Leaving Fear Behind ist ein beispielloser Dokumentarfilm, gefilmt von Tibetern innerhalb Tibets. Er dokumentiert die wahren Gefühle der Tibeter für die Politik der Chinesen, ihren religiösen Führer den Dalai Lama und die Olympischen Spiele in China.

 

  • Schaut euch den Film jetzt online an.
  • Helft, diese mutige Dokumentation bekannt zu machen, indem ihr eine Filmvorführung an eurer Uni, Schule oder in eurer Gemeinde organisiert. Um eine Kopie des Films zu bestellen, schreibt noch heute an info@studentsforafreetibet.de 
  • Handelt jetzt für die Freilassung von Dondup Wangchen.
  • Ruft im chinesischen Justizministerium in Beijing an 0086 10 652 067 06 und reicht eine Beschwerde ein. Es wird vermutet, dass Dhondup Wangchen im Ershilipu Detention Center in Xining, Provinz Qinghai, festgehalten wird. Bitte ruft auch dort an 0086 97 153 119 82 und verlangt seine sofortige Freilassung.
    Wichtig: China ist uns 7 Stunden voraus!
  • Downloads:

Infoblatt über die Filmemacher und die Umstände ihrer Verhaftung

Filmplakat für eure Filmvorführung (mit freiem Feld für eure eigenen Informationen) / auch in schwarz-weiss erhältlich

Infoblatt zum 50. Jahrestag des tibetischen Volks-aufstandes und Dhondup Wangchen

Für mehr Informationen über den Film, geht auf www.leavingfearbehind.com

HINTERGRUND


Ab Oktober 2007 interviewten Dhondup Wangchen, der Regisseur und sein Kamera-Assistent und Freund Jigme Gyatso (gemeinhin bekannt als Golog Jigme), ein Mönch aus Osttibet, mehr als 100 Tibeter. Die Filmaufnahmen wurden im März 2008, kurz vor dem Beginn des historischen Volksaufstandes gegen die chinesische Herrschaft in Tibet, beendet.
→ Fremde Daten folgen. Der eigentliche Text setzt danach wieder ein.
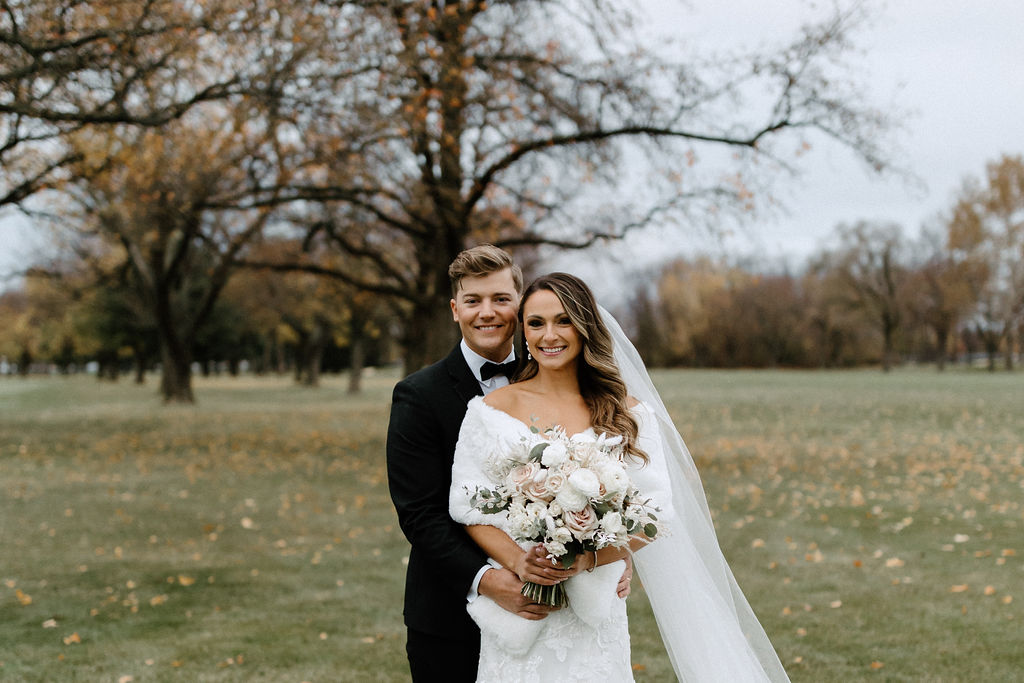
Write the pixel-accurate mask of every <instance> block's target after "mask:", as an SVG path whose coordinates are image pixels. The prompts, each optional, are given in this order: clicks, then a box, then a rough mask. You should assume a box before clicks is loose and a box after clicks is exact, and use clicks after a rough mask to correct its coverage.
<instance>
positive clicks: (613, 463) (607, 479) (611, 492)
mask: <svg viewBox="0 0 1024 683" xmlns="http://www.w3.org/2000/svg"><path fill="white" fill-rule="evenodd" d="M597 475H598V478H599V479H600V480H601V483H602V484H604V490H605V494H606V495H608V496H616V495H618V494H624V493H626V489H627V488H628V487H629V485H630V477H629V475H628V474H626V470H625V469H624V468H623V466H622V465H620V464H618V463H605V464H604V465H602V466H601V467H600V468H599V469H598V471H597Z"/></svg>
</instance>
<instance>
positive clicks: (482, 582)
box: [387, 247, 547, 682]
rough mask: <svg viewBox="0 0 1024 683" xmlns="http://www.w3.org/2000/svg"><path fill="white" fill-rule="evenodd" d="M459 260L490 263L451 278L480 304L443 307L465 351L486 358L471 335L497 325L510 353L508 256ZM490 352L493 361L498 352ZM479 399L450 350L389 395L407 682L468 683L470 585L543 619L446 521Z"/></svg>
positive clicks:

Dieser Kontext gab den Stimmen der Interviewten neue Bedeutung.
Golog Jigme wurde nach brutaler Folter durch die chinesischen Behörden am 15. Oktober freigelassen und zurück in sein Kloster Labrang Tashikyil geschickt. Er wurde von den Mönchen seines Klosters und Leuten aus der Umgebung herzlich empfangen. Viele wollten ihm dafür danken, dass er geholfen hat diesen Film zu verwirklichen. Er steht derzeit unter Beobachtung und es ist nicht klar ob die Anklage gegen ihn fallengelassen wurde.
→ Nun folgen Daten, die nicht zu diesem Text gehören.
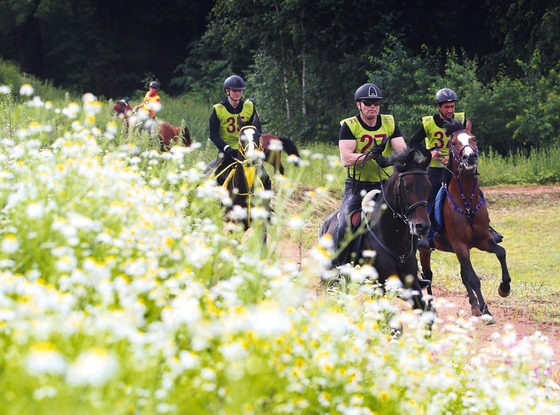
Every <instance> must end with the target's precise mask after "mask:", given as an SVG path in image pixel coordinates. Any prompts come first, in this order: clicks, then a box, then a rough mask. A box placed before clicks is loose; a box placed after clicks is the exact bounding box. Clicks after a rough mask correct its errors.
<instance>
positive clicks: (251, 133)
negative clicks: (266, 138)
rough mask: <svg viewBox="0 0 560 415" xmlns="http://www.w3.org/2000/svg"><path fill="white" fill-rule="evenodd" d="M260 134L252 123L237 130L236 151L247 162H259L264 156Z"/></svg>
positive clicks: (249, 162)
mask: <svg viewBox="0 0 560 415" xmlns="http://www.w3.org/2000/svg"><path fill="white" fill-rule="evenodd" d="M260 136H261V134H260V133H259V131H258V130H257V128H256V127H255V126H253V125H246V126H245V127H242V128H241V130H239V142H238V146H237V151H238V152H239V156H240V157H241V158H242V159H243V160H245V161H247V162H248V163H249V164H260V163H261V161H262V160H264V158H265V155H264V149H263V148H262V145H261V140H260Z"/></svg>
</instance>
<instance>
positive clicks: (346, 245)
mask: <svg viewBox="0 0 560 415" xmlns="http://www.w3.org/2000/svg"><path fill="white" fill-rule="evenodd" d="M353 191H356V189H354V188H353V186H352V184H351V183H348V182H347V183H345V187H344V199H343V200H342V205H341V207H340V214H339V218H338V227H337V228H336V230H335V232H334V233H335V234H334V235H333V242H334V246H335V249H336V250H339V249H340V247H341V245H345V246H344V247H343V249H342V250H341V251H340V252H339V254H338V255H337V256H336V257H335V258H334V260H333V265H334V266H339V265H344V264H347V263H348V262H350V261H351V256H352V241H350V240H347V239H348V235H350V232H351V229H352V224H351V223H350V220H349V217H348V215H349V214H350V212H353V211H354V210H356V209H359V208H360V206H361V203H362V196H361V195H360V194H353Z"/></svg>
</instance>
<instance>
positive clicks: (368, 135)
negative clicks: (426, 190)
mask: <svg viewBox="0 0 560 415" xmlns="http://www.w3.org/2000/svg"><path fill="white" fill-rule="evenodd" d="M382 99H383V94H382V93H381V90H380V89H379V87H378V86H377V85H375V84H372V83H366V84H363V85H362V86H360V87H359V88H358V89H357V90H356V93H355V94H354V101H355V103H356V108H358V114H357V115H355V116H353V117H350V118H346V119H344V120H342V121H340V131H339V134H338V148H339V151H340V160H341V162H342V165H343V166H344V167H346V168H347V171H348V175H347V178H346V181H345V182H344V198H343V200H342V205H341V207H340V217H339V223H338V229H337V230H335V232H334V235H333V239H334V243H335V246H336V247H337V248H339V247H340V245H341V244H342V243H343V242H344V241H345V237H346V232H347V228H351V223H350V221H349V216H348V215H349V214H350V213H352V212H353V211H355V210H357V209H360V207H361V203H362V199H363V197H364V196H365V194H366V193H367V192H369V191H371V190H374V189H381V185H382V183H383V182H384V181H386V180H387V178H388V177H389V176H390V175H391V173H392V170H393V169H392V167H388V166H387V164H386V163H383V161H386V156H389V155H391V153H392V151H394V152H396V153H400V152H402V151H404V150H406V142H405V140H404V138H403V136H402V133H401V130H400V128H399V126H398V125H397V123H396V121H395V119H394V118H393V116H392V115H389V114H380V105H381V101H382ZM387 139H389V142H390V144H391V146H390V147H389V146H385V148H384V150H383V153H382V154H379V152H378V153H371V152H370V150H373V149H374V146H375V145H376V144H378V145H379V144H381V143H382V142H386V141H387ZM380 155H382V156H383V157H379V156H380ZM373 159H376V161H377V163H373V162H371V160H373ZM379 167H386V169H384V170H383V171H381V169H380V168H379ZM351 253H352V252H351V243H348V244H347V245H346V247H344V249H343V250H342V251H341V252H340V253H339V255H338V256H337V258H335V260H334V261H333V265H335V266H337V265H343V264H345V263H347V262H349V261H348V258H347V257H348V256H349V254H351Z"/></svg>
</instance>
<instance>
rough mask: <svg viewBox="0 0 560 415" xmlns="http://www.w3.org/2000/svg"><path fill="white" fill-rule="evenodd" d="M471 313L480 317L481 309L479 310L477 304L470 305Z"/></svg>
mask: <svg viewBox="0 0 560 415" xmlns="http://www.w3.org/2000/svg"><path fill="white" fill-rule="evenodd" d="M471 313H472V315H473V316H474V317H481V316H482V311H480V308H478V306H473V307H471Z"/></svg>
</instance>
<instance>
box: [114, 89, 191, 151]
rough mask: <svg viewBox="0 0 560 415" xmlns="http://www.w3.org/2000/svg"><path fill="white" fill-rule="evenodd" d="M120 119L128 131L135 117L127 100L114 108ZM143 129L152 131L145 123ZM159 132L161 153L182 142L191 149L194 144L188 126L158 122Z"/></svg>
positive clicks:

Chinas Niederschlagung der friedlichen Proteste, die im März in ganz Tibet ausbrachen, dauert bis heute an. Tausende Tibeter befinden sich weiterhin in Haft oder werden vermisst. Es wird immer schwieriger Informationen über die Situation vor Ort zu bekommen, da tibetische Regionen immer noch weitestgehend für Ausländer und Journalisten gesperrt sind. Daher ist es besonders wichtig, dass Menschen weltweit die Stimmen der Tibeter, die sich in diesem Film zu Wort melden, hören.